Dubai: A Dubai-based cardiologist has pioneered a new procedure to treat artery blockages that is being studied by heart doctors from Europe.
Dr Talib Majwal, Director of Interventional Cardiology at Dubai Hospital, pioneered this technique in January this year and has treated 80 patients so far using this method.
The technique has been dubbed by him as the ‘Dubai Technique’. Last week a team of doctors from Austria visited Dubai Hospital to receive training on how to use this technique.
“We received excellent feedback from doctors the world over to this new method to treat complex heart blockages,” he said. The training programmes for European doctors will continue until May next year, he said. He said the technique will be published in a prestigious Amercian cardiology publication.
“When we began using the ABSORB technique last year, we realised we could modify it to treat complex blockages of the main artery or a branch of the artery.

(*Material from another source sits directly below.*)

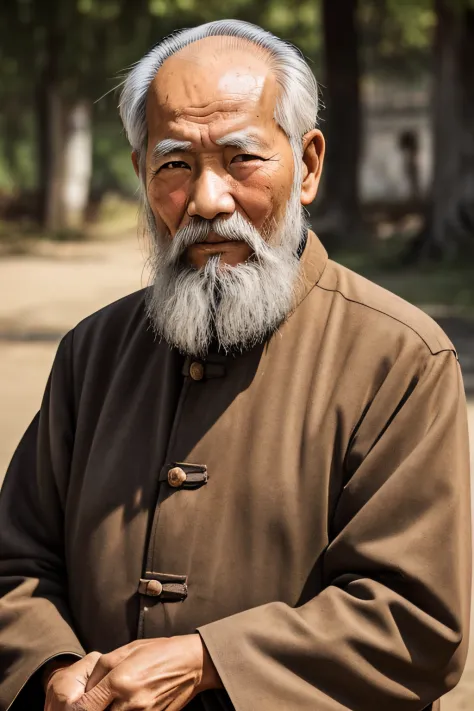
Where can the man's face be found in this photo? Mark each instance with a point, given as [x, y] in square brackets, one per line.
[214, 148]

We modified the technique and it worked beautifully to solve complex cases that were otherwise difficult to treat,” he said.
The ABSORB technique uses an insertion of a stent that dissolves in the body after a while. A stent is a small mesh tube that is used to treat narrow or weak arteries. It is placed in an artery as part of a procedure called angioplasty that restores blood flow through narrow or blocked arteries.
“This [Dubai Technique] is better than using a stent inserted into a diseased artery, because the stent is a permanent fixture that remains in the blood vessel, The ABSORB scaffold progressively dissolves over a period of two years, leaving the artery widened but with no trace of the device.”
He said the Dubai technique is a modified version of the ABSORB technique and is mainly used for complex arterial blockages.
“Our aim now is to train doctors from various parts of the world to use this technique so that cardiac patients with complex arterial blockages can benefit from this new technique.”
UAE residents suffer from heart problems a decade younger than the world average, surgeons earlier said. The reasons are poor lifestyle, smoking, eating junk food and lack of exercise.
Heart disease is the number one killer in the country.